Thomas kroch bergab und zog den Strick hinter sich her, der ihm unwahrscheinlich schwer vorkam, wie aus Blei. Der Strick verselbständigte sich und wand sich wie eine Schlange. Oleg schlug wie ein gefangener Vogel um sich, wollte die Fesseln zerreißen, und sein Nacken stieß dabei immer wieder gegen den Fels. Thomas spürte den Schmerz des Jungen fast körperlich, einen Schmerz, der Oleg zwar im Alptraum widerfuhr, nichtsdestoweniger aber real war und als Vision vor ihm erstand: Oleg glaubte in diesem Moment, ein Hausdach sei auf ihn herabgestürzt.

Nur noch zehn Meter waren zurückzulegen. Thomas begriff, daß Oleg ihn nicht hörte, nicht hören konnte, dennoch rief er beschwörend: „Halte durch, ich komme!“

Selber aber hob er unter großen Mühen den Kopf, um zu sehen, ob nicht endlich Marjana und Dick zurückkamen.

Doch wie zum Trotz ließen sich die beiden nicht blicken.
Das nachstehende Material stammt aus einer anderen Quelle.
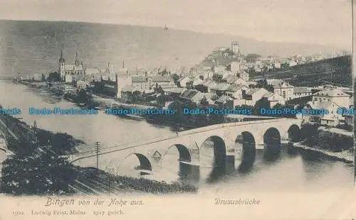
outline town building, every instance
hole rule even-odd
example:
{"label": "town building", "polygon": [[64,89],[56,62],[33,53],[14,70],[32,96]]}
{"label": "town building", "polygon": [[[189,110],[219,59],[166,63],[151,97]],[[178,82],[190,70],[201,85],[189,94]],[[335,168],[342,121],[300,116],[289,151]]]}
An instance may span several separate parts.
{"label": "town building", "polygon": [[126,85],[121,89],[121,100],[128,103],[135,103],[140,92],[130,85]]}
{"label": "town building", "polygon": [[313,94],[313,104],[317,102],[335,102],[341,107],[350,107],[350,95],[340,89],[325,88]]}
{"label": "town building", "polygon": [[244,104],[254,106],[256,103],[262,99],[263,95],[268,92],[263,88],[255,88],[248,90],[242,90],[242,101],[239,105]]}
{"label": "town building", "polygon": [[312,101],[308,102],[307,107],[315,110],[325,109],[328,114],[303,116],[320,125],[337,126],[345,121],[345,116],[339,114],[337,109],[350,107],[350,97],[340,89],[326,87],[313,94]]}
{"label": "town building", "polygon": [[226,89],[226,94],[234,99],[242,99],[242,91],[249,89],[243,84],[232,84]]}
{"label": "town building", "polygon": [[180,86],[183,88],[187,88],[187,83],[189,83],[191,81],[192,79],[190,79],[187,75],[182,76],[178,79]]}
{"label": "town building", "polygon": [[273,87],[273,92],[283,97],[286,101],[290,100],[294,97],[294,87],[289,83],[282,80],[271,79],[267,79],[267,83]]}
{"label": "town building", "polygon": [[262,96],[262,99],[265,100],[268,103],[268,108],[273,108],[277,104],[281,105],[286,104],[286,100],[281,95],[273,93],[268,92]]}
{"label": "town building", "polygon": [[119,99],[122,98],[122,89],[127,88],[127,86],[132,85],[132,77],[130,75],[127,74],[117,74],[117,77],[116,79],[116,84],[117,84],[117,92],[116,97]]}
{"label": "town building", "polygon": [[206,98],[204,94],[198,90],[185,89],[182,92],[179,99],[185,103],[193,103],[199,105],[206,100]]}
{"label": "town building", "polygon": [[311,96],[313,92],[309,87],[294,87],[293,90],[293,99]]}
{"label": "town building", "polygon": [[85,71],[83,63],[79,61],[78,53],[75,53],[75,60],[74,63],[67,63],[63,58],[63,53],[61,52],[61,57],[59,58],[59,70],[58,72],[61,75],[61,79],[66,83],[71,83],[73,80],[73,75],[85,75]]}

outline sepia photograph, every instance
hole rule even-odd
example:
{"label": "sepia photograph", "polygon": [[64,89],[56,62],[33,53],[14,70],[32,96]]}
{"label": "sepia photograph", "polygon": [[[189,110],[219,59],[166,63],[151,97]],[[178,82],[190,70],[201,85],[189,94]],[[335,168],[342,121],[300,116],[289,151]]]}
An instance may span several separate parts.
{"label": "sepia photograph", "polygon": [[352,9],[0,0],[0,220],[356,218]]}

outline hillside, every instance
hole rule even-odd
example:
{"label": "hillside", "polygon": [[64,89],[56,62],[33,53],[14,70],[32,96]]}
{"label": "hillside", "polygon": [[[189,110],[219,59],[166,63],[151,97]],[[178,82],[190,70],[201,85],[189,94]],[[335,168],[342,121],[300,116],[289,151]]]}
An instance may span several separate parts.
{"label": "hillside", "polygon": [[340,86],[352,85],[352,57],[342,56],[299,65],[272,72],[267,78],[288,79],[298,86],[318,86],[335,84]]}
{"label": "hillside", "polygon": [[[243,35],[241,33],[241,35]],[[58,57],[73,62],[75,52],[88,67],[190,67],[216,46],[239,41],[242,53],[287,57],[328,53],[345,48],[290,43],[268,43],[241,36],[200,33],[163,27],[64,21],[0,21],[1,74],[43,72],[58,68]],[[14,68],[14,70],[13,70]]]}

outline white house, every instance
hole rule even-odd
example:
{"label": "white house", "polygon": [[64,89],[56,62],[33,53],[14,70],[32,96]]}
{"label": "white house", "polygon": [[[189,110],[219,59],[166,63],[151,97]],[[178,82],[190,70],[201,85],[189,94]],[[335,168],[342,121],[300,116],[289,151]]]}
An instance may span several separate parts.
{"label": "white house", "polygon": [[241,84],[232,84],[226,90],[226,94],[234,99],[242,99],[242,91],[249,89],[245,85]]}
{"label": "white house", "polygon": [[267,83],[273,87],[273,92],[278,94],[286,101],[290,100],[294,97],[294,87],[289,83],[277,79],[267,79]]}
{"label": "white house", "polygon": [[257,101],[262,99],[263,95],[268,92],[263,88],[250,89],[242,90],[243,101],[241,104],[254,106]]}
{"label": "white house", "polygon": [[340,89],[326,88],[313,94],[312,102],[335,102],[341,107],[350,107],[350,95]]}
{"label": "white house", "polygon": [[270,108],[273,108],[277,104],[280,104],[281,105],[286,104],[286,99],[276,93],[268,92],[265,94],[262,97],[265,98],[268,101]]}
{"label": "white house", "polygon": [[184,75],[180,77],[180,79],[178,79],[178,82],[179,82],[179,84],[182,87],[186,88],[187,87],[187,83],[190,82],[192,79],[188,75]]}
{"label": "white house", "polygon": [[311,88],[309,87],[294,87],[293,93],[293,99],[308,97],[313,94]]}

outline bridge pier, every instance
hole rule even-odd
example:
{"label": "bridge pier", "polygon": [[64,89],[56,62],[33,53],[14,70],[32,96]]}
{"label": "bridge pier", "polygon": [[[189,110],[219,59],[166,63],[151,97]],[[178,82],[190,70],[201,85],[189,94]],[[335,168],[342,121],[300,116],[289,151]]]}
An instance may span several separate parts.
{"label": "bridge pier", "polygon": [[196,185],[200,178],[200,167],[199,165],[179,161],[179,179],[183,182]]}
{"label": "bridge pier", "polygon": [[226,155],[226,173],[231,174],[236,171],[235,167],[235,155]]}

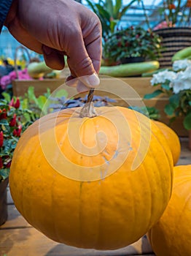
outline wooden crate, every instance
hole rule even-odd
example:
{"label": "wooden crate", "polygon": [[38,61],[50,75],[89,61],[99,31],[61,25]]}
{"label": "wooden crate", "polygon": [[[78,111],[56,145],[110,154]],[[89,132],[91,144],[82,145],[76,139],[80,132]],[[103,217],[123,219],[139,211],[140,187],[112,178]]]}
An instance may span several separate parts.
{"label": "wooden crate", "polygon": [[[95,94],[107,96],[117,100],[116,105],[123,107],[128,105],[155,107],[160,110],[160,121],[168,124],[169,118],[164,112],[165,105],[168,102],[168,98],[160,95],[152,99],[143,99],[146,94],[149,94],[156,90],[157,87],[150,85],[150,78],[106,78],[101,77],[101,85],[96,89]],[[36,96],[47,91],[49,88],[51,92],[55,90],[64,89],[71,97],[84,97],[86,94],[78,94],[76,89],[69,87],[64,83],[65,78],[44,79],[42,80],[18,80],[12,82],[13,94],[15,96],[23,96],[29,86],[34,87]],[[182,119],[177,118],[171,125],[172,129],[179,136],[188,136],[188,132],[184,128]]]}

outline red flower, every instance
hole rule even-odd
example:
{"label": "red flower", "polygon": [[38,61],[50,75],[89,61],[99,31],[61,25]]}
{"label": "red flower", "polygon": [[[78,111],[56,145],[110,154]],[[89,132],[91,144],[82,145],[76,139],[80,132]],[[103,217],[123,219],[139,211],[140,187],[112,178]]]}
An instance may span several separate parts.
{"label": "red flower", "polygon": [[176,9],[176,6],[174,4],[168,4],[168,9],[169,10]]}
{"label": "red flower", "polygon": [[9,122],[9,126],[10,127],[15,127],[15,125],[17,124],[16,118],[17,118],[16,114],[14,114],[13,115],[13,118],[11,119],[11,121]]}
{"label": "red flower", "polygon": [[15,137],[20,137],[22,132],[22,126],[19,125],[17,129],[14,129],[12,134]]}
{"label": "red flower", "polygon": [[13,98],[11,99],[11,101],[9,102],[9,105],[11,107],[14,106],[14,99]]}
{"label": "red flower", "polygon": [[4,145],[4,133],[2,131],[0,132],[0,148]]}
{"label": "red flower", "polygon": [[4,167],[3,159],[2,157],[0,157],[0,169],[1,169]]}
{"label": "red flower", "polygon": [[187,0],[187,7],[191,7],[191,0]]}
{"label": "red flower", "polygon": [[20,100],[19,98],[17,98],[15,103],[14,104],[15,108],[19,108],[20,107]]}
{"label": "red flower", "polygon": [[1,119],[6,119],[7,117],[7,110],[5,108],[4,108],[3,110],[0,109],[0,120]]}
{"label": "red flower", "polygon": [[7,164],[6,165],[7,168],[9,168],[11,167],[11,162],[12,160],[10,159],[10,161],[7,162]]}

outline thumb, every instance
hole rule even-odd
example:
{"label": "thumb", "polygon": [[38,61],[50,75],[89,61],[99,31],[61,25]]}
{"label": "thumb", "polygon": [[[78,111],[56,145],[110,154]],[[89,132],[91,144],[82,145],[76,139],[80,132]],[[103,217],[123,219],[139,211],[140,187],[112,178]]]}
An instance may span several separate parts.
{"label": "thumb", "polygon": [[77,45],[73,46],[71,44],[67,55],[68,65],[72,71],[73,77],[78,78],[87,87],[92,88],[99,85],[98,76],[82,39],[78,41]]}

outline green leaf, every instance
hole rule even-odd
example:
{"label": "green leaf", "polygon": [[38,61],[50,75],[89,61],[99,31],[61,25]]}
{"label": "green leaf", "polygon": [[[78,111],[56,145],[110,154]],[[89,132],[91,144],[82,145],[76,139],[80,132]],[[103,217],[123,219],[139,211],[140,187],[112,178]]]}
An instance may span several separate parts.
{"label": "green leaf", "polygon": [[190,112],[184,118],[183,124],[185,129],[191,129],[191,112]]}
{"label": "green leaf", "polygon": [[165,106],[165,113],[168,116],[172,116],[174,113],[175,108],[171,104],[168,104]]}
{"label": "green leaf", "polygon": [[152,99],[152,98],[155,98],[155,97],[160,95],[162,93],[163,93],[163,91],[162,90],[158,89],[158,90],[155,91],[152,94],[145,94],[144,97],[144,99]]}
{"label": "green leaf", "polygon": [[45,102],[47,101],[47,98],[44,95],[40,95],[38,99],[37,99],[37,102],[38,102],[38,107],[42,110]]}
{"label": "green leaf", "polygon": [[4,91],[1,93],[1,94],[3,95],[4,99],[6,99],[7,101],[7,102],[9,102],[11,101],[11,96],[9,94]]}
{"label": "green leaf", "polygon": [[163,88],[164,89],[167,90],[167,91],[170,91],[171,90],[171,88],[170,88],[168,83],[162,83],[161,84],[161,87]]}
{"label": "green leaf", "polygon": [[106,10],[109,13],[110,17],[113,17],[113,12],[114,12],[113,1],[106,0],[105,4],[106,4]]}
{"label": "green leaf", "polygon": [[3,179],[5,179],[6,178],[7,178],[9,175],[9,168],[0,170],[0,176],[1,176]]}
{"label": "green leaf", "polygon": [[26,110],[28,108],[28,99],[27,98],[23,99],[21,102],[20,105],[23,110]]}

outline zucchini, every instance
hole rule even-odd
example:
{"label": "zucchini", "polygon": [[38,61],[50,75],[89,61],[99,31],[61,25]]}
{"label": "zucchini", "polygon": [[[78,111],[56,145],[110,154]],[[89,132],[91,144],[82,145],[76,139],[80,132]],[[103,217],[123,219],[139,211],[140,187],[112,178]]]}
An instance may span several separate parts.
{"label": "zucchini", "polygon": [[149,78],[152,77],[153,75],[158,73],[159,72],[165,71],[165,70],[172,70],[171,69],[167,69],[167,68],[163,68],[163,69],[158,69],[157,70],[154,70],[152,72],[147,72],[145,73],[143,73],[141,75],[141,77],[143,78]]}
{"label": "zucchini", "polygon": [[191,57],[191,47],[186,47],[177,51],[172,57],[172,62],[179,61],[184,59],[190,59]]}
{"label": "zucchini", "polygon": [[160,64],[157,61],[128,63],[111,67],[101,66],[99,74],[115,78],[129,77],[152,72],[157,69],[159,66]]}

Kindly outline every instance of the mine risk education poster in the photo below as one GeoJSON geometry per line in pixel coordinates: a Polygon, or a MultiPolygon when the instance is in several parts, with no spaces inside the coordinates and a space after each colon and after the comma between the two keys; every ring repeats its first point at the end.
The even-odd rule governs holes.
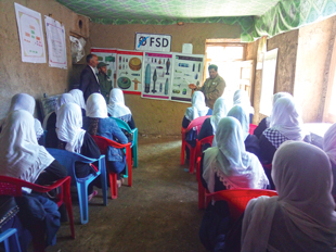
{"type": "Polygon", "coordinates": [[[142,98],[170,100],[172,53],[145,52],[142,98]]]}
{"type": "Polygon", "coordinates": [[[46,63],[41,14],[14,3],[23,62],[46,63]]]}
{"type": "Polygon", "coordinates": [[[44,16],[49,66],[66,70],[66,43],[64,25],[49,16],[44,16]]]}
{"type": "Polygon", "coordinates": [[[124,93],[141,96],[143,52],[117,51],[117,87],[124,93]]]}
{"type": "Polygon", "coordinates": [[[135,33],[135,51],[170,52],[171,35],[135,33]]]}
{"type": "Polygon", "coordinates": [[[204,55],[173,54],[171,100],[191,102],[190,84],[197,87],[203,80],[204,55]]]}

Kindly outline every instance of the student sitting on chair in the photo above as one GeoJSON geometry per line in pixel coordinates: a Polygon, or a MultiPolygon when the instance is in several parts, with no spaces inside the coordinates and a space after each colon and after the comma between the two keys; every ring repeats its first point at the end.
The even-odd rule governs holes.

Das Wichtigste war jetzt, rechtzeitig bei Oleg zu sein, ihn daran zu hindern, den Hang hinunterzustürzen, andernfalls wäre alles verloren. Gescheitert auch der Marsch zum Gebirgspaß, der nun schon zehn Jahre währte … Diese dummen Kinder könnten bestimmt nicht verstehn, daß ich, am Ziel angelangt, mir zuallererst eine Schachtel Zigaretten suchen würde, dachte Thomas. Wenn sie noch staunten, hierhin und dorthin liefen, in Begeisterungsrufe ausbrachen — ich würde mich in einen Sessel setzen, in einen schönen weichen Sessel, und nach all den Jahre erst mal einen richtigen Zug tun. Marjaschka würde erschrecken, wenn plötzlich Rauch aus meinem Mund käme, mir aber würde von diesem Zug regelrecht schwindlig werden … Doch weshalb ist mir jetzt schwindlig, ich rauche ja gar nicht … Als Thomas endlich bei Oleg war, verlor er für einige Sekunden das Bewußtsein. Seine ganze Kraft war draufgegangen, um das erstrebte Ziel zu erreichen. Sein Körper, einzig von diesem verzweifelten Wunsch vorwärts getrieben, verweigerte nun den Gehorsam, so als hätte er alles geleistet, wozu er imstande war.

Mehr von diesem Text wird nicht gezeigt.